TileDB stores the data of each write operation in a timestamped subdirectory inside the array directory. Each such subdirectory has name with format __t1_t2_uuid, where t1 and t2 are timestamps (which will be equal in your case if you do not run consolidation). Those timestamps are ms elapsed since 1970-01-01 00:00:00 +0000 (UTC). By listing your subdirectories in the console you can see them sorted in time (based on the name) and simply just remove the older subdirectories that you do not need. These deletions will not corrupt the array at all, and you will be able to see only your most recent images as desired.
I hope this helps. We are happy to add a more explicit API function to carry this out for you. If you could post this as a suggested feature on http://feedback.tiledb.com/ we will review it and schedule it.
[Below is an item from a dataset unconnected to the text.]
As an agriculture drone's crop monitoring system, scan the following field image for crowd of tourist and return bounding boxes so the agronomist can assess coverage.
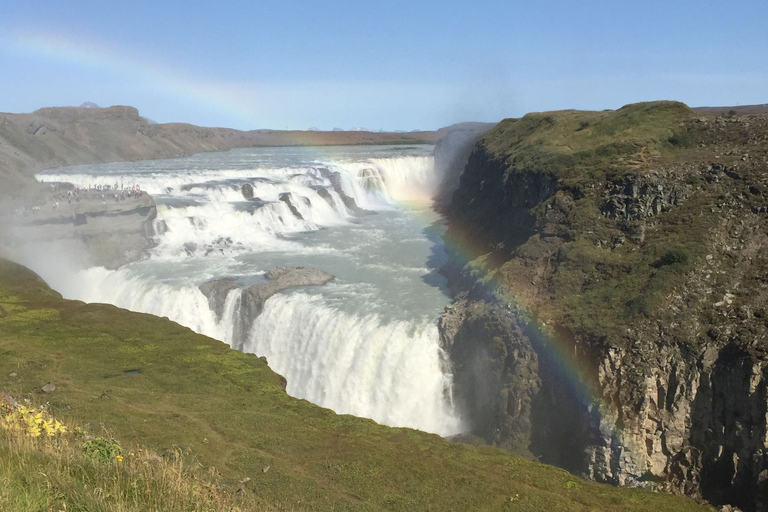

that is an interesting use case you suggest, supporting a TileDB dimension from Mapserver. I have used Mapserver a lot in the past (https://mapserver.org/ogc/wcs_format.html) for serving time series data and I can look into creating a time series Mapserver demo with TileDB.
Are you able to share your existing map file so I can see what you are currently doing (or email me directly norman tiledb.com), but lets keep the general discussion on this forum.
The main issues (besides my lack of experience with mapserver and tiledb) I have are that the data I want to serve is in a non-EPSG projection and I would like to avoid resampling it. The other issue is not knowing what’s possible by pointing to a TileDB backend. I liked what I saw from TileDB and where it seems TileDB is going so wanted to try it out. The other is really not understanding if or how mapserver supports updating data sources in the time dimension (wms_timeextent).
I based what I have so far on the existing example on the tiledb docs:
LAYER
NAME "goes16_fldk_true_color"
TYPE RASTER
DATA "/data/goes16_fldk_true_color"
OFFSITE 0 0 0
PROJECTION
# "+proj=geos +sweep=x +lon_0=-75 +h=35786023 +x_0=0 +y_0=0 +ellps=GRS80 +units=m +no_defs"
AUTO
END
METADATA
"wms_title" "CSPP Geo Geo2Grid GOES-16 Full Disk True Color"
"wms_timeextent" "2019-01-01/2021-01-01"
#"wms_timedefault" "2019-05-01 10:11:12"
"wms_timeitem" "TIFFTAG_DATETIME"
"wms_enable_request" "*"
END
FILTER (`[TIFFTAG_DATETIME]`=`2019-02-01 01:02:03`)
END
If I have to make a shapefile to specify the time indexing then that’s too bad but I understand. I wonder if the TileDB GDAL driver could be updated/changed (if needed) to filter queries by dimension (like time or elevation) like PostGIS can (from what I’ve read).